At the two-mile mark, I saw headlights start up the hill, disappearing and reappearing as the vehicle made the steep turns. When its lights picked me out, it parked at the overlook, engine idling. It was my father in our orange International Travel-All. He got out, came over and patted Lance on his shoulder. “Have a good ride?” he asked, “Getting kind of dark.”
“We were up above the lake, “ I said. “It was further than I thought.”
He looked at the starry skyline over my shoulder. “Ten miles, maybe twenty round trip. That’s a full day. Dinner’s held for you.” He patted Lance one more time, got in the Travel-All, and drove slowly down the hill ahead of me.
When Lance and I got home, I forked out a couple slabs of the summer-scented hay, measured oats, and rubbed him down while he ate. He was almost asleep on his feet when I left him, but he followed me with one half-opened eye as I let myself out the gate. Tomorrow, he’d be tossing his head by the whitewashed corral fence, whinnying and running back and forth, ready to go.

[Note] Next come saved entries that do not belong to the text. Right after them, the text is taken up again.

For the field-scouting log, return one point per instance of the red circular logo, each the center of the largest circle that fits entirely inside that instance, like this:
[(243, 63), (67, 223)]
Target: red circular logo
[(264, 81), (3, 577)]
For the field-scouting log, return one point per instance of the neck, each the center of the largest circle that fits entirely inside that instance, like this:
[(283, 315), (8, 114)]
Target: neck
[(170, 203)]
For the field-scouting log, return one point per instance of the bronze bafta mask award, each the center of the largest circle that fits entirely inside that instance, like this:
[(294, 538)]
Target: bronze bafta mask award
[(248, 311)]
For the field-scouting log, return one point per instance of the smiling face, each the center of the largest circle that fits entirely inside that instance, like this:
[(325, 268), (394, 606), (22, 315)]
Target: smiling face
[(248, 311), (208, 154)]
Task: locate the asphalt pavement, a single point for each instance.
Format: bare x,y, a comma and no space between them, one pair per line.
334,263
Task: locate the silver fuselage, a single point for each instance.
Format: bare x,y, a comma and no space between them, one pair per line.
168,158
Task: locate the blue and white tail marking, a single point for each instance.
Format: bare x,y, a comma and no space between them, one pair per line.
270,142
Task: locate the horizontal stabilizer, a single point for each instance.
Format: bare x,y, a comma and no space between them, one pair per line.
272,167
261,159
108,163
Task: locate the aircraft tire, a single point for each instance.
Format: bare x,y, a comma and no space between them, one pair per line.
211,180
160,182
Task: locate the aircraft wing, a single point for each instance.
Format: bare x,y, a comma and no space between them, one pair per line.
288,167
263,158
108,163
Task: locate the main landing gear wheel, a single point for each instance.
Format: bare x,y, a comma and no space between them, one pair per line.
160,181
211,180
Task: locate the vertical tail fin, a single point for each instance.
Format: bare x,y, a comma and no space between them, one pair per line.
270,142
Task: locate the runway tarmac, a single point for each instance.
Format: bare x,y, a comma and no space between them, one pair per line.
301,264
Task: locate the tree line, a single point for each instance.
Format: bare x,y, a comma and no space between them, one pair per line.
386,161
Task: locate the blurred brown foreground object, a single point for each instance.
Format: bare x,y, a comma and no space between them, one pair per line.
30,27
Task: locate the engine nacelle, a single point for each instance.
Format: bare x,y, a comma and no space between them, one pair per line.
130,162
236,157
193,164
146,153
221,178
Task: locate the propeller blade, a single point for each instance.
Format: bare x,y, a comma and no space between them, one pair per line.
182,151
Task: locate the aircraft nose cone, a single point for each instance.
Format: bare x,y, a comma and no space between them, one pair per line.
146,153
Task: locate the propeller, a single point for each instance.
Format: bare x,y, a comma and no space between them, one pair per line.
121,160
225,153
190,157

Later, Mom would say she had gotten worried when I hadn’t returned by suppertime and had sent Daddy out to look for me. I wasn’t scolded, and Daddy never gave a clue he’d been doing anything up the canyon that night except taking in the view. I’ve never forgotten how far away I rode into a distant land of snow, arriving home after dark. I had grown at once wilder and more calm. The spirit of the horse had entered me like a clear line of opal through a silver pin, pure and full of light.
We have such wonderful childhood memories, and you portray them exquisitely!
Delightful tale of your childhood unity. You reminded me of William Stafford's words, "The world speaks everything to us. It is our only friend." Perhaps the word "only" doesn't suit your story, but that the world, by which Stafford meant the natural world, the earth, befriended you in a beautiful way is clearly presented. Lance is a symbol for me of that deep friendship that the earth calls us to, and that you had (and have) the courage to answer.